1. Powers and Responsibilities
1.1. The Board has the power to resolve all matters which are not expressly reserved to the general meeting of shareholders (the „Shareholders’ Meeting“) or other bodies of the Holding.
1.2. Unless the pertinent law, Articles of Incorporation or provisions hereafter provide otherwise, the Board fully delegates the management and representation of the Holding and the Group to the Group Management.
1.3. The following are, by law, non-transferable and inalienable powers and responsibilities of the Board:
a) the ultimate management, i.e. the determination of the strategy, its resources and its supervision, of the Holding and the Group and the issuance of the necessary policies and directives including the definition of corporate goals and the planning of financial resources;
b) the determination of the organization of the Holding and the Group;
c) the structuring of the accounting system, the financial controls and the financial planning of the Holding and the Group;
d) the appointment and the removal of the Members of the Group Management, the approval of their job descriptions and the granting of the signatory power to members of the Group Management and to employees of the Holding;
e) the ultimate supervision of the persons entrusted with the management of the Holding and the Group, in particular with regard to compliance with the law, the Articles of Incorporation, regulations and directives;
f) the preparation of the Holding’s business report and other reports including but not limited to the compensation report and the report on non-financial matters pursuant to Article 964c CO as well as the preparation of the Shareholders’ Meetings and the implementation of their resolutions;
g) the submission of a request for a debt-restructuring moratorium and notification of the judge in case of overindebtedness of the Holding;
h) the passing of resolutions regarding the subsequent payment of non-fully paid-in shares;
i) the passing of resolutions confirming capital increases in the share capital and regarding the amendments to the Articles of Incorporation entailed thereby;
j) the examination of the professional qualifications of specially qualified auditors in those cases in which the law foresees the use of such auditors.
1.4. By virtue of these Organizational Regulations, the Board, for the following business matters, reserves its rights of approval:
a) all issues as per V 2.3 hereinafter;
b) all major changes in the implementation of the Group strategy as determined by the Board;
c) all duties in respect of the Swiss stock exchange laws and regulations and in respect to other matters as determined by the applicable law.
1.5. From time to time, the Board may determine further powers and responsibilities.
2. Assignment of duties to Board Committees
2.1. Based on Article 716a Paragraph 2 CO the Board establishes an Audit Committee („AC“) and a Compensation and Human Resources Committee („CHRC“; AC and CHRC „Committees“), each consisting of three Board members, none of whom will be an officer or employee of a Group company.

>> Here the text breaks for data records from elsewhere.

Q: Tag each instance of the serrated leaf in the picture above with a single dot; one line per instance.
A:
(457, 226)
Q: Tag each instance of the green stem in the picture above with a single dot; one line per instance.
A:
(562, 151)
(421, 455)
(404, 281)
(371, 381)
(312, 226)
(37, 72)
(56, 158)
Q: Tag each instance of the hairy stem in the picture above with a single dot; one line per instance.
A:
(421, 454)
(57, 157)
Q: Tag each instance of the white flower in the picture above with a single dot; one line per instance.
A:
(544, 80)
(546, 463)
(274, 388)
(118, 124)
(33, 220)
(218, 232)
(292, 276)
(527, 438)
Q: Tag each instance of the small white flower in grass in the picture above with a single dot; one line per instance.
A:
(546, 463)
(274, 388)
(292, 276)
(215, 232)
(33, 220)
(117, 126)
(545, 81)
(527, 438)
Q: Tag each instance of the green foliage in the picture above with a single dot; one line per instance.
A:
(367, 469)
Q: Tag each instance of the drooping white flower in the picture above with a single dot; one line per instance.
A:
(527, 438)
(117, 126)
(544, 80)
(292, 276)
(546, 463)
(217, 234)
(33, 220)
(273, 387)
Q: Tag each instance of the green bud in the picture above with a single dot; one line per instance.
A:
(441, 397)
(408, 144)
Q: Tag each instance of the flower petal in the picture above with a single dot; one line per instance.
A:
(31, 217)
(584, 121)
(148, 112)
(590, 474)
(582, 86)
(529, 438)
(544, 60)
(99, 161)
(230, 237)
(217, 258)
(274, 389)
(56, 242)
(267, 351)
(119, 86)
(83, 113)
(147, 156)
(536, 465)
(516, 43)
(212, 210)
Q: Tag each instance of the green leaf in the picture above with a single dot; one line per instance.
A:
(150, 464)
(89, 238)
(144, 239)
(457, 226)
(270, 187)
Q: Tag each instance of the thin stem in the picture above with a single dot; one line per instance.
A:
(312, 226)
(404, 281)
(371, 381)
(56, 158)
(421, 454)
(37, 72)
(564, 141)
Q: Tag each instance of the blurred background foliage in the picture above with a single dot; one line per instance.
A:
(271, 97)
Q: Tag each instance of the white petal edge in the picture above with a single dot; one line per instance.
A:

The responsibilities and reporting duties as well as the constitution, the calling of meetings and the passing of resolutions of the Committees will be regulated in separate charters, to the extent different from the rules set forth herein. The Board may establish further Committees or temporary Task Forces or assign specific tasks to individual Board members.
2.2. The Committees shall focus on preparing, reviewing and issuing recommendations to the Board, and shall not have decision-making power except explicitly delegated by the Board in the relevant charter or decision.
2.3. The chairperson of the Board („Chairperson“), other Board members and the CEO shall have standing invitations to attend all Committee meetings as non-voting guests, always unless the matter discussed relates to them individually. The CFO shall have the analogue right to attend the AC and related Task Force meetings.
2.4. The Committee chairpersons inform the Board about their activities at the Board meetings or, in urgent and ad-hoc relevant cases, immediately.